In Keras terminology, the dense layer is simply a **regular fully connected layer** for a Neural Network

In [13]:
model.add(Dropout(0.2))

# flatten the data for the 1D layers (These are the output layers)
model.add(Flatten())

# Dense Layer(n_outputs)
model.add(Dense(128, activation="relu"))
model.add(Dropout(0.2))

# the softmax output layer gives us a probablity for each class
model.add(Dense(n_classes))
model.add(Activation('softmax'))

### Compiling, Loss, and Optimizer

We tell Keras to compile the model using whatever backend we have configured. At this stage we specify the loss function we want to optimize. Here we’re using categorical cross-entropy, which is the standard loss function for multiclass classification.

We also specify the particular **optimization method** we want to use. An optimizer is one of the two arguments required for compiling a Keras model. You can either instantiate an optimizer before passing it to model.compile() , as in the above example, or you can call it by its name.  We've talked about plain vanilla Stochastic Gradient Descent (which we could use as an optimizer with SGD), however there are also varients which have been developed in the past few years that seek to perform further meta-optimization. One of these is Adam, developed in 2014. We're going to be using it here as it is the most recently developed iteration of stochastic gradient descent meta-optimization. You can read more about it [here](http://sebastianruder.com/optimizing-gradient-descent/index.html#adam). Adam adapts the learning rate based on how training is going and improves the training process.

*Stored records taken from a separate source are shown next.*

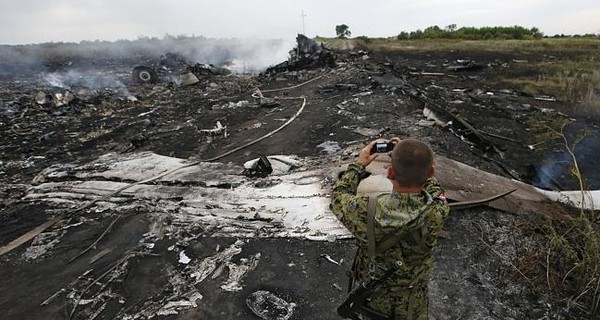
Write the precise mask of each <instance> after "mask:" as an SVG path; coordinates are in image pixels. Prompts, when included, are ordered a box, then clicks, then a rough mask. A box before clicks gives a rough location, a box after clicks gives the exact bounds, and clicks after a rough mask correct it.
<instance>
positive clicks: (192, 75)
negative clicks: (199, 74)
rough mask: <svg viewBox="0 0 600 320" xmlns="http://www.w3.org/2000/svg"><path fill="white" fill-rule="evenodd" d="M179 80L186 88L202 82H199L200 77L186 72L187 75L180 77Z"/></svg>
mask: <svg viewBox="0 0 600 320" xmlns="http://www.w3.org/2000/svg"><path fill="white" fill-rule="evenodd" d="M179 80H180V81H181V85H184V86H189V85H192V84H196V83H198V82H200V80H198V77H196V76H195V75H194V74H193V73H191V72H186V73H184V74H182V75H181V76H179Z"/></svg>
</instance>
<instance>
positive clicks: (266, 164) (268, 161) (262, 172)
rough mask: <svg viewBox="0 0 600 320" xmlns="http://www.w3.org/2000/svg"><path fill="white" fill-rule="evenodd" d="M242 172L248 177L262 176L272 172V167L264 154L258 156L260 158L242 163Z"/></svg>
mask: <svg viewBox="0 0 600 320" xmlns="http://www.w3.org/2000/svg"><path fill="white" fill-rule="evenodd" d="M244 167H245V170H244V174H245V175H247V176H250V177H260V178H264V177H266V176H268V175H270V174H271V173H273V167H272V166H271V162H270V161H269V159H267V157H266V156H264V155H263V156H260V158H258V159H255V160H252V161H249V162H247V163H246V164H244Z"/></svg>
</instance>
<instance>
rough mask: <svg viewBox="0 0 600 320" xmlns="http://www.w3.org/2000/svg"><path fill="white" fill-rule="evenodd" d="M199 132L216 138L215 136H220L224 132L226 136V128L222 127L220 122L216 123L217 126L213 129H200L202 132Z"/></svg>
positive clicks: (224, 127) (200, 131)
mask: <svg viewBox="0 0 600 320" xmlns="http://www.w3.org/2000/svg"><path fill="white" fill-rule="evenodd" d="M200 132H202V133H206V134H208V135H210V136H216V135H218V134H220V133H221V132H225V136H227V126H223V125H222V124H221V121H217V124H216V126H215V127H214V128H212V129H202V130H200Z"/></svg>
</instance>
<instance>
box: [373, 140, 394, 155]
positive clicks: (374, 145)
mask: <svg viewBox="0 0 600 320" xmlns="http://www.w3.org/2000/svg"><path fill="white" fill-rule="evenodd" d="M395 146H396V144H395V143H393V142H390V141H381V142H379V141H378V142H376V143H375V144H374V145H373V148H371V153H372V154H373V153H386V152H390V151H392V150H394V147H395Z"/></svg>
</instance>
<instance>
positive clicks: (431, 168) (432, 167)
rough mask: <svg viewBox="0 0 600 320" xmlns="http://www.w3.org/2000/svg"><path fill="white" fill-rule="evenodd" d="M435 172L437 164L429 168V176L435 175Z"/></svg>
mask: <svg viewBox="0 0 600 320" xmlns="http://www.w3.org/2000/svg"><path fill="white" fill-rule="evenodd" d="M434 174H435V166H433V165H431V168H429V173H428V175H429V178H431V177H433V175H434Z"/></svg>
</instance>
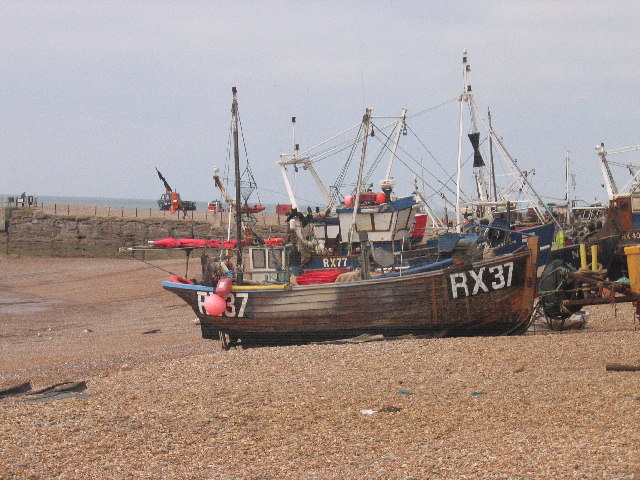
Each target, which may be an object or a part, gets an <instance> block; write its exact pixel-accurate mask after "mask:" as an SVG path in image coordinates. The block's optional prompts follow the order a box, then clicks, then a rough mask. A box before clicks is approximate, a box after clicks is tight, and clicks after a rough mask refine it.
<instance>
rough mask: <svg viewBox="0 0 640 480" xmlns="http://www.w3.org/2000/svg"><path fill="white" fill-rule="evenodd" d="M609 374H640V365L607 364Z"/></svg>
mask: <svg viewBox="0 0 640 480" xmlns="http://www.w3.org/2000/svg"><path fill="white" fill-rule="evenodd" d="M606 369H607V372H640V365H624V364H622V363H607V365H606Z"/></svg>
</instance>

The second required arguement is the **loss function**. Here we’re using categorical cross-entropy, which is the standard loss function for multiclass classification.

In [14]:
model.compile(
    loss='categorical_crossentropy',
    optimizer='adam',
    metrics=['accuracy'] 
)

Now that we've setup and compiled our network, we can begin training it! 

### Training the Network

In [32]:
# how many examples to look at during each training iteration
batch_size = 200

# how many times to run through the full set of examples
n_epochs = 8

# the training may be slow depending on your computer
model.fit(X_train,
          y_train,
          batch_size=batch_size,
          nb_epoch=n_epochs,
          validation_data=(X_test, y_test))

Train on 60000 samples, validate on 10000 samples
Epoch 1/8
Epoch 2/8
Epoch 3/8
Epoch 4/8
Epoch 5/8
Epoch 6/8
Epoch 7/8
Epoch 8/8


<keras.callbacks.History at 0x10e95ee50>

### Evaluating the Network

We can then evaluate the model much like we would in sklearn: 

In [23]:
loss, accuracy = model.evaluate(X_test, y_test)
print('loss:', loss)
print('accuracy:', accuracy)

('loss:', 0.025685556081288995)
('accuracy:', 0.99160000000000004)


Look at that. That's a **99.1% classification accuracy** for unstructed data.